After Liverpool’s dramatic end to the season, we look at some of their more colourful managers.
The title race for this year’s Barclays Premier League title went right down to the wire this weekend (May 11th). Liverpool fans might be disappointed to have just missed out on the victory, but it’s fair to say this season has been quite a ride for the Merseyside team.
As the club looks forward to next season and plots its path to victory, we look at some of Liverpool’s best-known managers and ask what they can teach us about leadership. How did they help to forge one of the dominant forces in English football?
Rodgers has worked hard to develop up-and-coming talent since he arrived at the club. He was a youth coach at Chelsea under Jose Mourinho and really knows how to get the best out of younger players, building up their skills for the future. He’s also criticised coaches who he feels are “stifling” young talent because they don’t always want to take risks and give younger players space to grow.
This is a classic example of “coaching leadership”, used by more experienced individuals to help teammates improve their skills. Provided that these less experienced team members are willing to learn new ways of doing things and get rid of bad habits, coaching leaders can help them to build on their strengths and become more successful overall – it’s about the future as much as the present.

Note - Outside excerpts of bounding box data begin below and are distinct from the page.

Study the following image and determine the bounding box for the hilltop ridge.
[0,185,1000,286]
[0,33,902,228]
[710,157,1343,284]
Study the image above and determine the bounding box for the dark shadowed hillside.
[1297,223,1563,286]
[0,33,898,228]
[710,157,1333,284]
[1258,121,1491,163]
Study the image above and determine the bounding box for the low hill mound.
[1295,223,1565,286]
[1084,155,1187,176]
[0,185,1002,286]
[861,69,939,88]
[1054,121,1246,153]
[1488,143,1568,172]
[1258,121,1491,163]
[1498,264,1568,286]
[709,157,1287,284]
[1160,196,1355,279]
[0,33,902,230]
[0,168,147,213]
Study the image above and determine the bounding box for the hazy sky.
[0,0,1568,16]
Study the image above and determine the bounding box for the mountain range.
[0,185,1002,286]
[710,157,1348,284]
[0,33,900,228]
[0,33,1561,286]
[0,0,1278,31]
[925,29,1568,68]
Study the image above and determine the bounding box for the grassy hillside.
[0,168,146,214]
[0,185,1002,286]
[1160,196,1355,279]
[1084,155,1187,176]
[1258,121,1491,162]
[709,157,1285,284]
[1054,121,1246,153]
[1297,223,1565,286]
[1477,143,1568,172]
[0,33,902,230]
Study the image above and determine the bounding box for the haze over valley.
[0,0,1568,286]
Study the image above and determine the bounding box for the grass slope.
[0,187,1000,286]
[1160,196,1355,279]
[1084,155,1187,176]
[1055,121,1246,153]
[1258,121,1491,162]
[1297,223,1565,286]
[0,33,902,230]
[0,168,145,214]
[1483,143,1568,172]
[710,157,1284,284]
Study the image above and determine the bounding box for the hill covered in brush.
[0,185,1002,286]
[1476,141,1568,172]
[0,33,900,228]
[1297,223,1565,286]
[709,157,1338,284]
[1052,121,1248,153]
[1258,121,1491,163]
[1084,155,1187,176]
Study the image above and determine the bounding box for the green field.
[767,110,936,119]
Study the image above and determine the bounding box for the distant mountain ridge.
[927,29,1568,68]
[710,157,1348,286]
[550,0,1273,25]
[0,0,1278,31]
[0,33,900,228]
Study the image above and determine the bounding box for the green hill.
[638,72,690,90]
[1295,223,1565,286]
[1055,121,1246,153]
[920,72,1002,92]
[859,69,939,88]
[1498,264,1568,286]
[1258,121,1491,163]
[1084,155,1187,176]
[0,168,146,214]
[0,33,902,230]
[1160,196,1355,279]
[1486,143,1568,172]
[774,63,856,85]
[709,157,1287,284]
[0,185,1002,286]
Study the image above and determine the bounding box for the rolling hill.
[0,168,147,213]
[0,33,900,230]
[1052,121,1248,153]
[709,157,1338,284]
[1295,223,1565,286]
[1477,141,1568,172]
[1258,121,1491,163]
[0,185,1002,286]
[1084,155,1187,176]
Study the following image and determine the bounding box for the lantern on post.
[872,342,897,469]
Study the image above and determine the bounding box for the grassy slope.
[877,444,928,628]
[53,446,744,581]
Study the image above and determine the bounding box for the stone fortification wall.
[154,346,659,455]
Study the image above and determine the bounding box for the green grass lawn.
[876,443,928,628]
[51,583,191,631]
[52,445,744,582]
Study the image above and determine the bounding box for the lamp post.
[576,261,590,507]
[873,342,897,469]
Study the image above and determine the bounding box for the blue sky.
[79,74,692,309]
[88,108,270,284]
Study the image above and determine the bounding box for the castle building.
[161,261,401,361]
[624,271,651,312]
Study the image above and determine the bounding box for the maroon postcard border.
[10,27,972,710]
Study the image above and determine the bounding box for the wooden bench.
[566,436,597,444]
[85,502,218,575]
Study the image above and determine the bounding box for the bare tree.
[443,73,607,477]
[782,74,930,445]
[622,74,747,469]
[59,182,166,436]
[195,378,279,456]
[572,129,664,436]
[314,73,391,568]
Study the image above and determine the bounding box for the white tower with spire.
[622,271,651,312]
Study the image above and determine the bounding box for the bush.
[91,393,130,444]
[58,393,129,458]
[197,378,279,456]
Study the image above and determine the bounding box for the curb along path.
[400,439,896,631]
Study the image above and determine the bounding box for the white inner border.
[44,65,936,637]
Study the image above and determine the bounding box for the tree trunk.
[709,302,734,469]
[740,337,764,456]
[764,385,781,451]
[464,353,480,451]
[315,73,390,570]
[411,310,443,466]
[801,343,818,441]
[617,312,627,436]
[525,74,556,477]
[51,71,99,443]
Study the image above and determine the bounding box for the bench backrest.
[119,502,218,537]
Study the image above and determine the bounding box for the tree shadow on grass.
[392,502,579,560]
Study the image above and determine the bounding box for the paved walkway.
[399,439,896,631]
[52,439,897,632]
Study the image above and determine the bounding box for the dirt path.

This pose by Bill Shankly has become iconic and is replicated in his own statue outside the Anfield Stadium
A name revered among Liverpool fans, Shankly is probably the most famous of all Liverpool’s managers. It’s no surprise, given that he took a struggling team to the top flight of European football. By virtue of his driving ambition and ability to bring people together as a team, he achieved one UEFA Cup victory, two FA Cups and a promotion to the former First Division, which Liverpool won three times.
Shankly favoured getting all of his players to meet, dress and travel to training together, then occasionally eat together afterwards so he could foster a team spirit and check they were warming down properly. That’s a classic example of affiliative leadership – a person-centred style that develops a sense of community and is great when a team needs to get back on its feet after a trauma, like Liverpool’s previous disastrous run.
Still, affiliative leadership doesn’t always work on its own, or it can lead to a lack of direction. Shankly’s ambition made sure that never happened, as he employed elements of authoritative leadership to set goals and reach for the top.
Kenny Dalglish receiving a DSc for services to charitable activity; University of Ulster
As one of Liverpool’s top players Dalglish was already a well-established name in 1985, when he made history by becoming the club’s first ever player-manager – and at the tender age of 34. After a tough start to his first season he took the club to its first ever league and FA Cup double. He even scored the winning goal against Chelsea to take the championship. Although he began taking to the pitch less and less as he focused on his managerial work, the impact of his early run never faded.
A perfect example of the pace-setting leader, Dalglish took the skills of a strong team and led by example, achieving excellent results in a short space of time. Setting the tone for the team’s achievements, he managed to both be a man of the people and a seriously impressive leader.